Bible people · Featured biography
Ἰάκωβος · Brother of John
James, son of Zebedee
A son of thunder reshaped by the way of Jesus
James begins as an ambitious and fiery fisherman. He becomes part of Jesus’ closest circle and the first of the Twelve whose death is recorded in the New Testament.
Called from a family boat
James and John leave their father Zebedee and the hired workers to follow Jesus. Jesus names the brothers Boanerges—sons of thunder—a fitting name for their forceful temperament.
Mark 1:19–20 · Mark 3:17
Close enough to see glory and grief
With Peter and John, James witnesses the raising of Jairus’s daughter, the transfiguration, and Jesus’ anguish in Gethsemane. Proximity gives him no exemption from misunderstanding or sleep.
Mark 5:37 · Mark 9:2–8 · Mark 14:32–42
Ambition meets the costly cup
James and John ask for places of honor, and Jesus redirects greatness toward service. Acts later records that Herod had James killed with the sword, the earliest apostolic martyrdom narrated in Scripture.
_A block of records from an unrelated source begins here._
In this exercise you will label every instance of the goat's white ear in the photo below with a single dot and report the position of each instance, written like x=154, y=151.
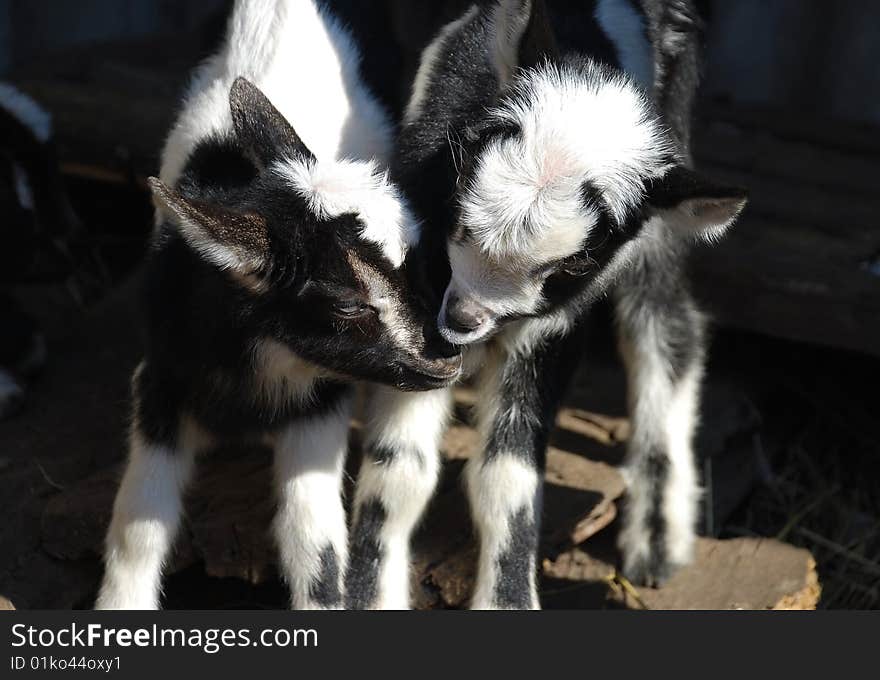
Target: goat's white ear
x=228, y=239
x=522, y=36
x=692, y=204
x=262, y=130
Mark 10:35–45 · Acts 12:1–2
When zeal wanted to become violence
After a Samaritan village refuses hospitality, James and John ask whether fire should fall from heaven. Jesus rebukes them. The episode gives the nickname ‘sons of thunder’ moral weight: their loyalty is real, but it is still capable of confusing devotion with destruction. Following Jesus requires not merely stronger conviction, but a transformed use of power.
Luke 9:51–56 · Mark 3:17
Near Jesus, yet still learning greatness
James sees what most disciples do not—the raising of Jairus’s daughter, the transfiguration, and Jesus’ anguish in Gethsemane. Yet privileged access does not make him spiritually finished. He still seeks honor and still falls asleep when Jesus asks him to watch. His life resists the idea that proximity, office, or dramatic experience automatically produces maturity.
Mark 5:37–43 · Mark 9:2–8 · Mark 10:35–45 · Mark 14:32–42
The first of the Twelve whose death is narrated
Acts records James’s execution by Herod Agrippa I with striking brevity. No final speech is preserved, and Scripture does not turn his death into an embellished legend. The man who once said he could drink Jesus’ cup does, in the end, share the cost of public allegiance. Later traditions connect him with Spain, but the New Testament gives certainty only about his death in Judea under Herod.